In respect to these positions, there are many good reasons for strong limitations and exceptions – including with respect to the broadcast rights, which came to the fore on the Tuesday and Wednesday in discussion of the Broadcast Treaty, which aims to protect broadcast signals (the medium, not the content). It has been under discussion since the late 90s.

Going forward, IFLA plans to highlight the importance of limitations and exceptions to preserve the right to archive and preserve broadcasts. Preservation shouldn’t have to be the sole responsibility of increasingly conglomerating commercial entities most immediately concerned with short-term profits. Cultural institutions are well equipped to collect, curate, and make available – if they don’t face dissuasive economic and administrative barriers to doing so. Here, archives and rightsholders have slightly different, but complementary & related interests. A key question, if you’re making content is: do you want your work to be accessible a few decades down the road?

One need only look to how much things have changed SINCE the broadcast treaty entered onto the agenda in the late 90s. For consumers,staring at screens in their homes, this period saw changes from standard definition to high definition, and from VHS to DVD (with detours into VCD in Asia) to Blu-Ray to streaming. Once-ubiquitous CRT monitors are currently a fad for retro gaming, as graphic designed for their slightly blurry displays and can look disconcertingly jagged on a modern 4K OLED, where every single one of the 8,294,400 pixels can show a different colour from its neighbour. Radio stations consolidated or went out of business. Long-running shows end, inevitably – and have to find archival homes for their collections or junk them. You’re lucky today to find equipment today that plays old consumer, professional and semi-professional storage formats, or to access files on the editing hardware and software from eras past.
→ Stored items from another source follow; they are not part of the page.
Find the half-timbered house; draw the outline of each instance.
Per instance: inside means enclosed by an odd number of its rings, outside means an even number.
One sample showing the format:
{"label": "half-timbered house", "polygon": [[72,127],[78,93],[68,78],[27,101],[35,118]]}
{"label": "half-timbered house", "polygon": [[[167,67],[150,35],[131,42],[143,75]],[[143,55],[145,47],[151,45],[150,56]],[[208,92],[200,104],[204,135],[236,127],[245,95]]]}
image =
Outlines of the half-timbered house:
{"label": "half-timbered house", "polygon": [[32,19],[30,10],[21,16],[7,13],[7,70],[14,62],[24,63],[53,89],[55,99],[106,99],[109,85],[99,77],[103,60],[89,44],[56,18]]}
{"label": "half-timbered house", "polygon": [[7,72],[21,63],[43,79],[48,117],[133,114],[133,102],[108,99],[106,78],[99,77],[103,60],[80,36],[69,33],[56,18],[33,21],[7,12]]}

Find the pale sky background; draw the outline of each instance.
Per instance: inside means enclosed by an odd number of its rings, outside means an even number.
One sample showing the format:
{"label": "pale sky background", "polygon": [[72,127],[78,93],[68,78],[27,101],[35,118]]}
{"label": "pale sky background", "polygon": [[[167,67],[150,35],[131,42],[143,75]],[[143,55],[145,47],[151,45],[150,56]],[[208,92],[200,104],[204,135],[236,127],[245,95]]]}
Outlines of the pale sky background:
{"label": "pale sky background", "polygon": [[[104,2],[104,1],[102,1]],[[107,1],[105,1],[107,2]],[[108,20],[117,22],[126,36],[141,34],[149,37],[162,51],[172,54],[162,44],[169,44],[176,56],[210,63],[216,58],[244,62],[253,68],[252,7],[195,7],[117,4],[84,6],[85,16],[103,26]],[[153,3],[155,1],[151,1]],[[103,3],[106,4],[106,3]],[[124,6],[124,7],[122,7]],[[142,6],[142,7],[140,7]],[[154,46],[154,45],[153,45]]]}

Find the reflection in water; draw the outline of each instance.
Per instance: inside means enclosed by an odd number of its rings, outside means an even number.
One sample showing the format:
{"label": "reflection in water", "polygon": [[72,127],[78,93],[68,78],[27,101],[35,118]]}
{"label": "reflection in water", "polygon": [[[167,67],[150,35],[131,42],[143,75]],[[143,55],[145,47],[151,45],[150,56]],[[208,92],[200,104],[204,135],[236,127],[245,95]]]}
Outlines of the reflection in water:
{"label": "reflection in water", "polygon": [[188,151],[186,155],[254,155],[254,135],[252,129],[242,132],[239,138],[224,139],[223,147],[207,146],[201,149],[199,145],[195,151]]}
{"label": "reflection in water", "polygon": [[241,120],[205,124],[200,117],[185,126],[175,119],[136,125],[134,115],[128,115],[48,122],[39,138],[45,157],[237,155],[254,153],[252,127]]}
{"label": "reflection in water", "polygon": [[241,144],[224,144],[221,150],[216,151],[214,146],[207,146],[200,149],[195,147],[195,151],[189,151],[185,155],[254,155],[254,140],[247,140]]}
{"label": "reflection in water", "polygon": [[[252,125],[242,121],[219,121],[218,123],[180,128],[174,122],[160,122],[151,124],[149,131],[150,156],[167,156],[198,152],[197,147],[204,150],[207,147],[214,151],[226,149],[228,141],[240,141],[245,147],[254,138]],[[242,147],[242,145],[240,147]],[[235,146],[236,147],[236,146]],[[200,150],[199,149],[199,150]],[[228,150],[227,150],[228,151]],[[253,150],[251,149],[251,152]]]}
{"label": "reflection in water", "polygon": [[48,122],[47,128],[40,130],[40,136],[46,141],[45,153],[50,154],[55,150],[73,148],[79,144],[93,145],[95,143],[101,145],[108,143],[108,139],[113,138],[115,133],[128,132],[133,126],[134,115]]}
This is all living memory, and underscores how difficult it is for people to  ‘watch’ TV like they did 25 years ago. To preserve that content and experience, archives play a key role – and need broad flexibility to capture, store, back up, and engage with content amid these changes. Sometimes, cool discoveries are made – like the recent find of a Minnesota TV station in their archives of a video of the musician Prince, at age 11. We can share that this discovery happened, beyond a local TV station, in part due to broad access rights.

As these discussions continue, support libraries! Please don’t create new barriers to preservation through new rights and impositions, but rather support proper exceptions and limitations to help libraries, archives and other institutions do their jobs preserving content and making it accessible.